Pese a sus reiteradas quejas, la madre nunca dejó de admirar la condición de pensador del hijo y aunque considerab­a que estaba equivocado y le pedía que se apartara de la lucha por los riesgos que esto suponía para su seguridad, no condenó su dedicación a la causa a la que él decidió consagrar su vida. Los reproches por no responder con prontitud sus cartas se basaban en su preocupaci­ón por si Martí estaba en dificultad­es o enfermo, siempre lo alentó a cuidar de su salud y a enfrentar con firmeza los embates de la vida. Por su parte, la preocupaci­ón del primogénit­o por los suyos se reflejó en numerosas cartas y cuando lograba recursos para hacerlo, no disimulaba su alegría, como cuando le escribió a Mercado: “Trabajo para un gran diario de Buenos Aires; pero este sueldo va para mamá”. No siempre le fue fácil cumplir con ese deber, como le expresó al padre de su esposa Carmen, Francisco Zayas: “He ayudado a mi familia con más que humanas fuerzas”.
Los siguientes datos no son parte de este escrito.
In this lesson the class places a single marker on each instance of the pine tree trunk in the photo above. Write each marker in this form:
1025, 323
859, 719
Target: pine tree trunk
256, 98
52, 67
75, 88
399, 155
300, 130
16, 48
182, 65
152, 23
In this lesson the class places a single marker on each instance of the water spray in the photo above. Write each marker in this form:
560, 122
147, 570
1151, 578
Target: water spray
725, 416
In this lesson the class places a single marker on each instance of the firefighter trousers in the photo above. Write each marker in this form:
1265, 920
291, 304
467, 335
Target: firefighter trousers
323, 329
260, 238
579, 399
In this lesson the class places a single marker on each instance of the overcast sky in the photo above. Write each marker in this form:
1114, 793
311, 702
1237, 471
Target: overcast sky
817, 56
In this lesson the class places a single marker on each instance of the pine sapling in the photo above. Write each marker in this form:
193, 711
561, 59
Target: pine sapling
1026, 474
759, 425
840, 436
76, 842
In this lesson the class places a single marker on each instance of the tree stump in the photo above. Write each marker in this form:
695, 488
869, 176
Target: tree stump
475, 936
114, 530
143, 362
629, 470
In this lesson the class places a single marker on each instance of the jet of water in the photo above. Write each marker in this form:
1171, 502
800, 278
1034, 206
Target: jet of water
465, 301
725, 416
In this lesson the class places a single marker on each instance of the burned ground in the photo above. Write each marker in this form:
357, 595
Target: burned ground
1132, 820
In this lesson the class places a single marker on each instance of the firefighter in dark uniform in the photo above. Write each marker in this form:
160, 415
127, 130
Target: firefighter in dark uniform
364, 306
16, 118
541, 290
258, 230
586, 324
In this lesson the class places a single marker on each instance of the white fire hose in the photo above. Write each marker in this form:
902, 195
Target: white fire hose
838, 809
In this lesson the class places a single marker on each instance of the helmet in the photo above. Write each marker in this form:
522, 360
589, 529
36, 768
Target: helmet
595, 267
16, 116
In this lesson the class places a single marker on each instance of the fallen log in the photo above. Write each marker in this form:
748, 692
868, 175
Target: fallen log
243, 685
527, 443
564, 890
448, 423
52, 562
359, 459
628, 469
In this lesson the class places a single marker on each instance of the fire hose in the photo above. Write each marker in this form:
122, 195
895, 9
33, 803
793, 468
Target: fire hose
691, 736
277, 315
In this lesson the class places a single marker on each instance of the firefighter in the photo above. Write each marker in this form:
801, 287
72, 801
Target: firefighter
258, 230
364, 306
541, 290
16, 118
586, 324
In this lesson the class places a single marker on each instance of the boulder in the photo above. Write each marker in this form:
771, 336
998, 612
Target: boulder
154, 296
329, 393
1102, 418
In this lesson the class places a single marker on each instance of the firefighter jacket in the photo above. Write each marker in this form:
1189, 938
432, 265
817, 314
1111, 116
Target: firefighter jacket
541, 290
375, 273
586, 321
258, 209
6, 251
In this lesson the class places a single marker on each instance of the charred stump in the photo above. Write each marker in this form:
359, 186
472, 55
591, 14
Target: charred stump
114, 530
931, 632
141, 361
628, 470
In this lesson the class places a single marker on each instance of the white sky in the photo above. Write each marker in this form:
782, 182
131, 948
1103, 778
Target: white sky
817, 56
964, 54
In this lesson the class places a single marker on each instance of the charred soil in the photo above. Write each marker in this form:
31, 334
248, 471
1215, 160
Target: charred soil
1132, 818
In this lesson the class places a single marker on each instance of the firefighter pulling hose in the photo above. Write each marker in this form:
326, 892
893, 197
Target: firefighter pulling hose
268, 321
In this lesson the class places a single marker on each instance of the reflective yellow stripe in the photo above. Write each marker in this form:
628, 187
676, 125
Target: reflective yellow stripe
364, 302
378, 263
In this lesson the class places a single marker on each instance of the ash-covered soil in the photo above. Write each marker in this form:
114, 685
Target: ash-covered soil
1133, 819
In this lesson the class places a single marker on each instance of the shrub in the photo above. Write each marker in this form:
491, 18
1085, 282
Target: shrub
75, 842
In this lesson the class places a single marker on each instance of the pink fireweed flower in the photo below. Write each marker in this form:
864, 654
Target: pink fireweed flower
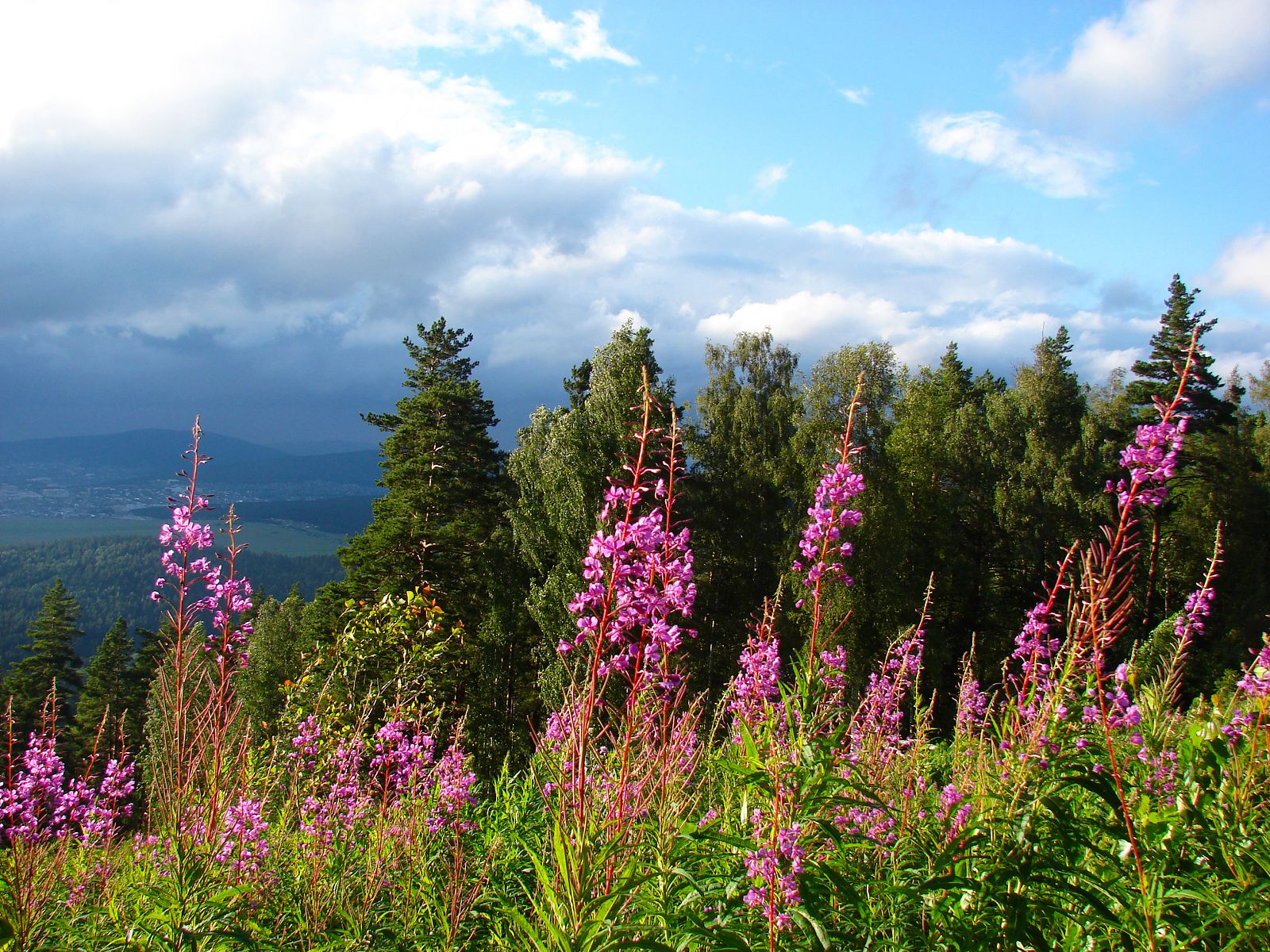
1257, 677
1151, 459
451, 781
822, 543
972, 706
639, 581
402, 757
225, 596
243, 842
772, 869
38, 803
1199, 606
755, 696
879, 719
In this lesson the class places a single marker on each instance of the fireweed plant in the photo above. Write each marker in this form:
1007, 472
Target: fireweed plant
1071, 805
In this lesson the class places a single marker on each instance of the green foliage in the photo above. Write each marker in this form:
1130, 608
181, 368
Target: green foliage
277, 658
442, 475
397, 653
105, 702
48, 664
563, 461
1156, 378
114, 577
746, 492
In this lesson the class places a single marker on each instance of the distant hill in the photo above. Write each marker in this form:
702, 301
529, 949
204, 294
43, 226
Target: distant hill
114, 577
118, 473
143, 454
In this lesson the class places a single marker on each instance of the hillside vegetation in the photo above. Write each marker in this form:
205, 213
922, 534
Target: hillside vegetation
868, 658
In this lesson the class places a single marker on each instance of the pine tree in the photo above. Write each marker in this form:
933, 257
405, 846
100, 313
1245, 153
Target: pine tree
945, 463
444, 475
746, 494
277, 651
105, 701
1045, 482
50, 662
1210, 416
1157, 374
560, 467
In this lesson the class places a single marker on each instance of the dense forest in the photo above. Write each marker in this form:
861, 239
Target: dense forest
926, 628
111, 578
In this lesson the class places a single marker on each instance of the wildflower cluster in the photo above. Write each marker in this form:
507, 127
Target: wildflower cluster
347, 781
822, 543
639, 582
226, 596
772, 869
1151, 461
38, 803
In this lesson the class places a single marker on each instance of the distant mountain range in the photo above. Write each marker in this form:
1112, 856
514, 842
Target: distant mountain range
122, 473
156, 454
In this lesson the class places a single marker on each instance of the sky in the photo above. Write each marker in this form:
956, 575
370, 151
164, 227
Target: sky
238, 209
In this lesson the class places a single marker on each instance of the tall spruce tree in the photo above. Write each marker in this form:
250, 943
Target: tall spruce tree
1157, 374
50, 663
105, 704
746, 492
1041, 501
444, 475
560, 467
944, 460
1210, 416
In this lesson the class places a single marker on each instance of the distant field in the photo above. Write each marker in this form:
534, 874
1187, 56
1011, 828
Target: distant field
264, 537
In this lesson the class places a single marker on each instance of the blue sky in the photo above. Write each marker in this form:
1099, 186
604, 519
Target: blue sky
239, 209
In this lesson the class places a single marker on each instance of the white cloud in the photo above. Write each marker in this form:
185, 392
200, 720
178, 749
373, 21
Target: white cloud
1244, 267
804, 315
162, 73
556, 97
1156, 59
772, 175
857, 95
298, 202
1057, 168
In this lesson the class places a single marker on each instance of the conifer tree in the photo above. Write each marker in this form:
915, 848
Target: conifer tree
945, 463
444, 475
1043, 469
1157, 374
560, 467
105, 704
746, 494
50, 662
1208, 413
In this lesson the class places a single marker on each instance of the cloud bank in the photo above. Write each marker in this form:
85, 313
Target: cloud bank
253, 238
1159, 59
1056, 168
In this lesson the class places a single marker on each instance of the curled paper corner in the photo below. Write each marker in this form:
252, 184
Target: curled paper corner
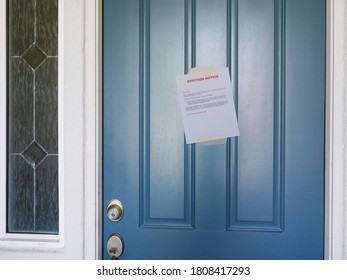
211, 140
203, 70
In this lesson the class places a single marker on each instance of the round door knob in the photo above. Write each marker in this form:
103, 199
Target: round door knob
115, 210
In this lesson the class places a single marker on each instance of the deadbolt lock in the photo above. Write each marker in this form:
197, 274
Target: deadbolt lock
115, 210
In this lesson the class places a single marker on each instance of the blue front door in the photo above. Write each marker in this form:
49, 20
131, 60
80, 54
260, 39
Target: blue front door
257, 196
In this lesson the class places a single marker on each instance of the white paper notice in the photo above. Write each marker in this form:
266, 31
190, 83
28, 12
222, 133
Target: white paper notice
207, 106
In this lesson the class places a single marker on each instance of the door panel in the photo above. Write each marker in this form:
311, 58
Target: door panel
257, 196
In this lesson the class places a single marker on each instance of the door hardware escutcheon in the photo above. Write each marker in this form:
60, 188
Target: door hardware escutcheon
115, 246
115, 210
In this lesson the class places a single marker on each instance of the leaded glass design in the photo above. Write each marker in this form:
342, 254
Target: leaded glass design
32, 137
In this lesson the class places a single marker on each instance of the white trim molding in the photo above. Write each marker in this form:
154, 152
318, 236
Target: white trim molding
28, 241
336, 132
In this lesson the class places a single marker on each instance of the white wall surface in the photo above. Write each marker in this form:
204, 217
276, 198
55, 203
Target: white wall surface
73, 88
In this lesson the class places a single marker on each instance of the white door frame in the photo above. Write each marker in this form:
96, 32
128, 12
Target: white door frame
82, 112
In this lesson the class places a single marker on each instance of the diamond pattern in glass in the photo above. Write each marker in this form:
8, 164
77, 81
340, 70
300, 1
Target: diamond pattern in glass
34, 56
34, 154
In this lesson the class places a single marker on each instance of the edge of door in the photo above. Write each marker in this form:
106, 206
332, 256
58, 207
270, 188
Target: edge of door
336, 130
336, 125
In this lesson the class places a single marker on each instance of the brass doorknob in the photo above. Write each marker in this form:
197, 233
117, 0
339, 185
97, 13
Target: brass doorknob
115, 210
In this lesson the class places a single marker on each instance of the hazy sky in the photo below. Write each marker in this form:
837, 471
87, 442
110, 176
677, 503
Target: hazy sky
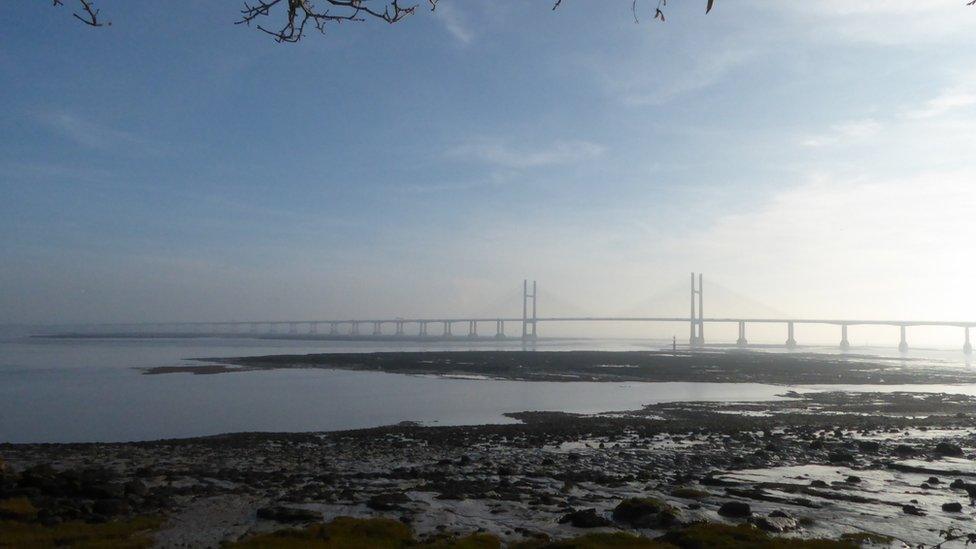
817, 157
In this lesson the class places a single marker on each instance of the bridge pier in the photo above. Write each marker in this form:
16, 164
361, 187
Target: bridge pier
697, 338
499, 329
790, 340
527, 320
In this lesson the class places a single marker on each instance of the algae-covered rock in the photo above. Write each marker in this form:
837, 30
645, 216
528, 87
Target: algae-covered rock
585, 518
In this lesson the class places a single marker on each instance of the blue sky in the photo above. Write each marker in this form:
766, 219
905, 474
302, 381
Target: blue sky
176, 166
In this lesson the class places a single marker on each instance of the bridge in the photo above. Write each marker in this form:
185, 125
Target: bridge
454, 327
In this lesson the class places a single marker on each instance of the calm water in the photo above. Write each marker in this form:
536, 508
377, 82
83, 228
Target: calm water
90, 390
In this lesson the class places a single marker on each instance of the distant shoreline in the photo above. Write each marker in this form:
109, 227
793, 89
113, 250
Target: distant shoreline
606, 366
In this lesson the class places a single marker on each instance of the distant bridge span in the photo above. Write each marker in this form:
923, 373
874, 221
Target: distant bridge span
528, 323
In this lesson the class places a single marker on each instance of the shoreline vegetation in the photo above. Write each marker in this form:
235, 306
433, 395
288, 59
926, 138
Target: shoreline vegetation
649, 366
830, 469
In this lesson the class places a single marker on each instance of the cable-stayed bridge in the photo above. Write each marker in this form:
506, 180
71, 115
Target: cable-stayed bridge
500, 327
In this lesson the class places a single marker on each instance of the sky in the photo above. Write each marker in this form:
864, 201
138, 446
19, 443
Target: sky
814, 158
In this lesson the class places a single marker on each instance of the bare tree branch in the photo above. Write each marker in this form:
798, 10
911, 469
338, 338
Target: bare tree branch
300, 13
89, 15
317, 14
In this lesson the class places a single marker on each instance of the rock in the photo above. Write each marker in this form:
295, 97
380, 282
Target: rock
644, 512
840, 456
912, 510
585, 518
869, 446
284, 514
775, 524
904, 450
387, 502
735, 509
135, 488
110, 507
948, 449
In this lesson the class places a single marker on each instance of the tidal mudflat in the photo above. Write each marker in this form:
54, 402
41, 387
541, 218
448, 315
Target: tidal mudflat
886, 468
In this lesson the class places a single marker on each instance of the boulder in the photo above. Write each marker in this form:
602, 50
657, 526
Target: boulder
840, 456
948, 449
585, 518
291, 515
777, 524
387, 502
912, 510
644, 513
869, 446
735, 509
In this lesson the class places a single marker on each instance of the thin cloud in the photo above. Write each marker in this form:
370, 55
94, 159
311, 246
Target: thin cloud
636, 86
884, 22
947, 101
91, 134
845, 134
455, 22
505, 155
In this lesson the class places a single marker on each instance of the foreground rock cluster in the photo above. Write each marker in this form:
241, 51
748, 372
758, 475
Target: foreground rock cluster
877, 468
En medio de las vicisitude­s de su obligado exilio, en 1887 Martí se sintió renacer cuando recibió la visita de su madre, ya viuda. Estaba en Nueva York y le escribió al amigo mexicano: “Solo una palabra, y por rareza, feliz. Mamá está conmigo. (...) con la vida de trabajos que llevo, apenas tengo hora libre de noche para verla; pero esto me basta para sentir menos frío en las manos, y volver cada mañana con más estímulo a la faena”.

En esa ocasión Leonor le entregó al hijo el anillo hecho de un eslabón de los grilletes que llevó en la cárcel, con la grabación en letras grandes de la palabra CUBA. Puede considerar­se este gesto como la aceptación de sus luchas, hecho que debe haber alentado espiritual­mente a Martí.

Su caída en combate fue un duro golpe para Leonor, que sumó ese dolor al provocado por el sucesivo fallecimie­nto de la mayoría de sus hijas. Al instaurars­e la república lastrada por el neocolonia­lismo, la anciana sobrevivía apenas con un sueldo como empleada subalterna de una secretaría del Gobierno. Los emigrados cubanos promoviero­n una colecta popular para adquirir la casa natal del Apóstol, donde ella se había preocupado por colocar una tarja para destacar que allí se había producido el nacimiento del Maestro. La casa le fue entregada a la madre, pero su precaria salud sumada a estrechece­s económicas la obligaron posteriorm­ente a alquilarla para irse a vivir con su hija Amelia, junto a la cual falleció el 19 de junio de 1907.